Kimin ne yaptığı tartışmasına girmeden önce, bölgeyi Fransızların Osmanlı İmparatorluğundan Birinci Dünya Savaşı sonrası aldığını, Cemiyet-i Akvam’a bölgeyi bağımsızlığa hazırlamayı vaat etmekle birlikte sözlerinde durmadıklarını hatırlayalım. Önce Lübnan diye, sınırları Osmanlı dönemindeki Lübnan mutasarrıflığından çok daha geniş alanı kapsayan yeni bir ülke kurdular. Bu ülkede o dönemde Katolik kilisesine bağlanmayı kabul eden Maruni inancından olanlar çoğunluğu oluşturuyorlardı. Amaç ise Fransız himayesine bağlı bir devlet kurmaktı. Suriye’nin geri kalan kısmını ise dört ayrı eyalete böldüler. Halep, Şam, Alevi ve Dürzi eyaletlerinin her birinin kendi yönetimi vardı, Sömürge yönetimi dışında merkezi bir yönetime tabi değildiler. 1946’da ülke, Fransızların sömürge yönetimini devam ettirme arzusuna rağmen, daha ziyade İngiltere’nin baskılarıyla bağımsızlığına kavuşunca, bölgesel kimliklerin ortak Suriye kimliğine göre çok daha güçlü olduğu da ortaya çıktı. Çok kısa bir süre rekabetçi siyasetin egemen olduğu dönemin ardından, Suriye’de ülkeyi ancak otoriter yönetimlerin bir arada tutabileceği kanaati yerleşti.

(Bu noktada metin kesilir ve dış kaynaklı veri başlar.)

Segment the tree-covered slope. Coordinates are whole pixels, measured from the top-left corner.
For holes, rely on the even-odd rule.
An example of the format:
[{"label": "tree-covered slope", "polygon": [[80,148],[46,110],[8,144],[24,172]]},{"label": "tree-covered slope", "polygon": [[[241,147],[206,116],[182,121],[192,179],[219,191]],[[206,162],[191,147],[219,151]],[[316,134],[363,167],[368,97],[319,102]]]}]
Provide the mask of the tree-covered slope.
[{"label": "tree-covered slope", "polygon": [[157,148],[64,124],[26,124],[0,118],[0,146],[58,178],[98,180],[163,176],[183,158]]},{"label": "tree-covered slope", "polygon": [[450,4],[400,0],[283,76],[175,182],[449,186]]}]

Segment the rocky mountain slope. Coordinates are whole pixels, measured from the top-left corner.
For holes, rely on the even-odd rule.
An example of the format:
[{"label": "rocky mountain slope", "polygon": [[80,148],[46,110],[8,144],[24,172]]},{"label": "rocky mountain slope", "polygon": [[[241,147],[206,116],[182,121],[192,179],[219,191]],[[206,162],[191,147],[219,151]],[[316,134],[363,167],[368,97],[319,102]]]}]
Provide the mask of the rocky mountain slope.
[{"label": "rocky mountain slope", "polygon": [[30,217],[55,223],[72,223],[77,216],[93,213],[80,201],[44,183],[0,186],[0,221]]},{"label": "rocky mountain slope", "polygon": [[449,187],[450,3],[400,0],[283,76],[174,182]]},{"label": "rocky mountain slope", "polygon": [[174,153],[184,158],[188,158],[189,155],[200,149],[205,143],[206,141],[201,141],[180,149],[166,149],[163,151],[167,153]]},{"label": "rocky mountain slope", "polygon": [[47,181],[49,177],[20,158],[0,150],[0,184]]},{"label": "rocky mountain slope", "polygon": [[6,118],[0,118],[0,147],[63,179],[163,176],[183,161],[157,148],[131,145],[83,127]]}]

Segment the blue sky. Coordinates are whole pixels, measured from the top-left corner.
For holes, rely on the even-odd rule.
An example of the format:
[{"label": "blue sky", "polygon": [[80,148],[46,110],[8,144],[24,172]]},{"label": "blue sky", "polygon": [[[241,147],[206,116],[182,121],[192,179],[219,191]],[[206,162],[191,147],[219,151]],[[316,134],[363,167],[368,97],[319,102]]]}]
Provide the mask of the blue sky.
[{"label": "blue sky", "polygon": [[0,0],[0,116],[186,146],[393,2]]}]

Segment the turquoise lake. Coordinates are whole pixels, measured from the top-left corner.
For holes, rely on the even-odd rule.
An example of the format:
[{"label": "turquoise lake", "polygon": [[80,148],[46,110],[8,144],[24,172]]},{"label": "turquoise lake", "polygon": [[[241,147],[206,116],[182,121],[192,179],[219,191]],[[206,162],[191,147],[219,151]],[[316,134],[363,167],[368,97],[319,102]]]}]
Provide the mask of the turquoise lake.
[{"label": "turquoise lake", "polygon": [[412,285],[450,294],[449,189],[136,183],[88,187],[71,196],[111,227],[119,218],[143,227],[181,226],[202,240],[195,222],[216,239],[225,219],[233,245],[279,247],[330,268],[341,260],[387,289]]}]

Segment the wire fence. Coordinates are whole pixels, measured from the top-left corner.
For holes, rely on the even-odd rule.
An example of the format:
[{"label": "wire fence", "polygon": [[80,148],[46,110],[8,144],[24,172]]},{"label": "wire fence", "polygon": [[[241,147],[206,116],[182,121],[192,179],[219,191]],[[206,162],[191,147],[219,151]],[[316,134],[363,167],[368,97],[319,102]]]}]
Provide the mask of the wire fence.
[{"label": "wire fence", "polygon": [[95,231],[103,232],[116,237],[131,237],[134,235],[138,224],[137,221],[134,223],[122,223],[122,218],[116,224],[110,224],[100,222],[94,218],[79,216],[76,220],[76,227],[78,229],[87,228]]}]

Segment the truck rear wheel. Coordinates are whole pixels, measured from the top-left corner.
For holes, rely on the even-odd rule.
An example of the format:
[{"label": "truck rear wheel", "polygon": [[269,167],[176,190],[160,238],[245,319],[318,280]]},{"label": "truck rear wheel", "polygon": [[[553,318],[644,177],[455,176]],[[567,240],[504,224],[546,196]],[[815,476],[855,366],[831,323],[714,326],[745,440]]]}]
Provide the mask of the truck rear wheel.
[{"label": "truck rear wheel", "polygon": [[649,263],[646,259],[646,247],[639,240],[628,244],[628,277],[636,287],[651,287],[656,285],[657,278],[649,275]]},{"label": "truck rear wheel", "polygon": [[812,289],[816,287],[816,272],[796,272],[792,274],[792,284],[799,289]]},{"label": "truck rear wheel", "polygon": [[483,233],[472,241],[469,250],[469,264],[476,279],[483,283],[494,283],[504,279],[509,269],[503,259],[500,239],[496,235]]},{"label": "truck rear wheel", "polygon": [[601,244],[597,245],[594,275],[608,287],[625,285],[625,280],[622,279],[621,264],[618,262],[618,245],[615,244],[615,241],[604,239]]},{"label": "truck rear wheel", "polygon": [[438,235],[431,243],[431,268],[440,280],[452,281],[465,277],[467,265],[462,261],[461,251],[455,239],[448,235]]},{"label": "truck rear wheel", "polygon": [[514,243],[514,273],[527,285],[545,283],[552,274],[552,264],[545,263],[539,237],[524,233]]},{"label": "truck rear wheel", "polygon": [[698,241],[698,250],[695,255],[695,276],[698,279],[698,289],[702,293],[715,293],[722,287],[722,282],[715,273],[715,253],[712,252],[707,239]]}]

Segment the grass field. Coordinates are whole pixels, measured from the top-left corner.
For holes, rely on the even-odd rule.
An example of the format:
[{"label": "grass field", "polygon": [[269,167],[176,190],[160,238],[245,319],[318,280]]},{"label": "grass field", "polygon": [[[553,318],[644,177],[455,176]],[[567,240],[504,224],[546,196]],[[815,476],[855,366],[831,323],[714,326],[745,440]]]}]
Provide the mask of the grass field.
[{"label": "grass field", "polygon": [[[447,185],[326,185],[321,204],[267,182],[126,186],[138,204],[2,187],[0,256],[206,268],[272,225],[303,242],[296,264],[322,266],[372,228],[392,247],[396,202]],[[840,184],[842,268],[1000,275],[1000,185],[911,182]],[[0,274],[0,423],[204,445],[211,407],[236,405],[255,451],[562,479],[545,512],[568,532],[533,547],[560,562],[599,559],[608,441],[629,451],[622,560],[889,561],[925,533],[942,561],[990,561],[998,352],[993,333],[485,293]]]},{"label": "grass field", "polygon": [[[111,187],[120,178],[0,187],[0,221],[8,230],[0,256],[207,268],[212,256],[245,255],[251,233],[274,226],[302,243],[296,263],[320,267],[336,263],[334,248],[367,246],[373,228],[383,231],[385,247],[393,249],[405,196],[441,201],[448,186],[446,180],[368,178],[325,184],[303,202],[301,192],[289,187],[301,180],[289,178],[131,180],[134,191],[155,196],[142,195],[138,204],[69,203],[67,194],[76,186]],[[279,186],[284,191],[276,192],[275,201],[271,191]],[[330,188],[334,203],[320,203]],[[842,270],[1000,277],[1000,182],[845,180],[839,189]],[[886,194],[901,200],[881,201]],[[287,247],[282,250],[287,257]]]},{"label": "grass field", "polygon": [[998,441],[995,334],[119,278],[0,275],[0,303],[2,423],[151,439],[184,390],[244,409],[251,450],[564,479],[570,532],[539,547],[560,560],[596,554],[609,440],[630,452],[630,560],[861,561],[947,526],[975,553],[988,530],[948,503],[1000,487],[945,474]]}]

Suriye askeri veya yarı askeri yapılarla yönetildi. Herhalde şaşırmamak gerekiyor ama askeri yönetimlerden çok önce şekillenmiş olan yerel kimlikler varlıklarını sürdürdüler. Esad deneyiminin gösterdiği gibi, askeri yönetimler de kendilerini güçlendirmek için icabında bu ayrışmadan yararlandılar.
El Şara’nın karşısındaki sorun yeni bir Suriye inşa etmek sorunudur. Başarılı olması için, tüm tarafların kendisini taraf tutmayan, herkese eşit davranan bir lider olarak algılaması gerekmektedir. Kapsayıcı bir hükümet kurmayı vaat etmiştir. Herhalde bu konuyla ilgilenmektedir. Ancak kendisi vakit kaybetmeden Suriye milli ordusunun Lazkiye ve Tartus’ta nasıl davrandığını tahkik edecek bir süreci başlatmak, kimlerin sadece İslamın farklı bir mezhebine mensup oldukları için günahsız insanları ezdiğini belirleyip, onları cezalandırmak zorundadır. Böylece kendisi Suriyeliliğini kanıtlamazsa, herhalde başkaları da Suriyeliliklerini ön plana almayacaklardır.